§ Support the development of the organizational Data Strategy and support data management in line with strategic business objectives, cultures and values.
§ Supports the DBA/Data Engineering/Informatica Operations in production and oversight of the big data platforms following standards, practices, policies and processes.
§ Promotes good administration practices and the management of data as a strategic asset.
§ Hadoop/informatica administrator is responsible for small developments, fixes, testing and maintaining architectures, such as NOSQL databases and Hadoop/Spark processing systems.
§ Oversee Data acquisition, develop data set processes.
§ Resource and security management.
§ Troubleshooting application errors and ensuring that they do not occur again.
FRAMEWORKS, BOUNDARIES, & DECISION MAKING AUTHORITY:
§ Providing technical support and monitor Big Data/Hadoop applications, handle and identify possible production failure scenarios. (Incident Management), respond to end users of Hadoop platform on data issues, report and monitor daily SLA that identifies vulnerabilities and opportunities for improvement.
COMMUNICATIONS & WORKING RELATIONSHIPS:
§ The role requires establishing strong working relationship with all business groups and support functions of the organization at various levels to ensure the stability and performance of the Big Data platform.
§ The role requires regular interactions with vendors, data partners and consulting partners.
Key performance indicators (kpis):
§ Delivery against SLAs and planned BD roadmap activities
§ # Outstanding deliverables in the platform following quality and timelines
§ Increase in stakeholder opinion of Big Data/DW/Informatica
§ % uptime in BD/DW/Informatica utilization and use cases.
§ Feedback from peers, management and key stakeholders
Knowledge, sKILLS, & EXPERIENCE:
§ Degree educated with a minimum of 3 years of direct experience, 5 years overall industry experience
§ Minimum 3 years of direct experience in the ADministration of Apache Hadoop framework: Spark, HBase, HDFS, Hive, Parquet, Sentry, Impala and Sqoop, data warehouse and Informtica ideally in financial services.
§ Effectively maintaining the data pipeline architecture that accounts for security, scalability, maintainability, and performance.
§ Deploying a hadoop cluster, maintaining a hadoop cluster, adding and removing nodes using cluster monitoring tools like Ganglia Nagios or Cloudera Manager, configuring the NameNode high availability and keeping a track of all the running hadoop jobs.
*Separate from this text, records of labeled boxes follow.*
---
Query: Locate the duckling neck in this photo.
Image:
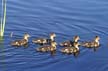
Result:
[23,37,28,42]
[74,40,78,42]
[95,40,100,45]
[50,36,54,41]
[75,46,79,50]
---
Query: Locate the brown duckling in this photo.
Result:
[36,42,57,52]
[11,33,30,46]
[81,36,100,48]
[61,42,79,55]
[60,36,80,47]
[32,33,56,45]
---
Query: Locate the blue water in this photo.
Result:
[0,0,108,71]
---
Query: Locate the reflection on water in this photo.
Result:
[0,0,108,71]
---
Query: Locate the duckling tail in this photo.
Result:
[36,48,40,51]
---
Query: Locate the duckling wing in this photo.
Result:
[82,41,94,47]
[60,41,71,46]
[19,39,27,45]
[11,40,20,46]
[36,45,51,52]
[32,38,47,43]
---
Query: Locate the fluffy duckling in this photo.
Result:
[32,33,56,45]
[36,42,57,52]
[60,36,80,47]
[11,33,30,46]
[81,36,100,48]
[61,42,79,54]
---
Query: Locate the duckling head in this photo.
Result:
[24,33,30,41]
[94,36,100,45]
[74,42,80,50]
[94,36,100,42]
[50,33,56,41]
[73,35,80,42]
[51,42,57,48]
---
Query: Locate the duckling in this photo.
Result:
[60,42,79,55]
[36,42,57,52]
[81,36,100,48]
[32,33,56,45]
[60,35,80,47]
[11,33,30,46]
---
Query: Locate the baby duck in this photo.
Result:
[11,33,30,46]
[60,35,80,47]
[32,33,56,45]
[36,42,57,52]
[60,42,79,54]
[81,36,100,48]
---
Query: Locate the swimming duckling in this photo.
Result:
[36,42,57,52]
[61,42,79,55]
[81,36,100,48]
[60,36,80,47]
[11,33,30,46]
[32,33,56,45]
§ Hadoop Administration skills: Cloudera Manager and Cloudera Navigator and HUE.
§ Strong Unix/Red Hat skills, python scripting highly beneficial.
§ Excellent track record of administrating systems.
Knowledge, Skills, and Attributes:
Knowledge and Skills
§ Good knowledge of Big Data platforms, Data Warehouse and Informtica, frameworks, policies, and procedures.
§ Proficient understanding of distributed computing principles
§ Good knowledge of Data Warehouse/RDBMS, Big Data querying tools, such as Pig, Hive, and Impala
§ Good knowledge of Informatica BDM, EDC, EDQ and Axon.
§ Experience with Cloudera, NoSQL databases, such as HBase, Big Data ML toolkits, such as SparkML.
§ SQL knowledge beneficial
§ Experience on Cloud technologies beneficial, like AWS and Azure.
§ A reliable and trustworthy person, able to anticipate and deal with the varying needs and concerns of numerous stakeholders adapting personal style accordingly.
§ Adaptable and knowledgeable who is able to learn and improve his skills with existing and new technologies.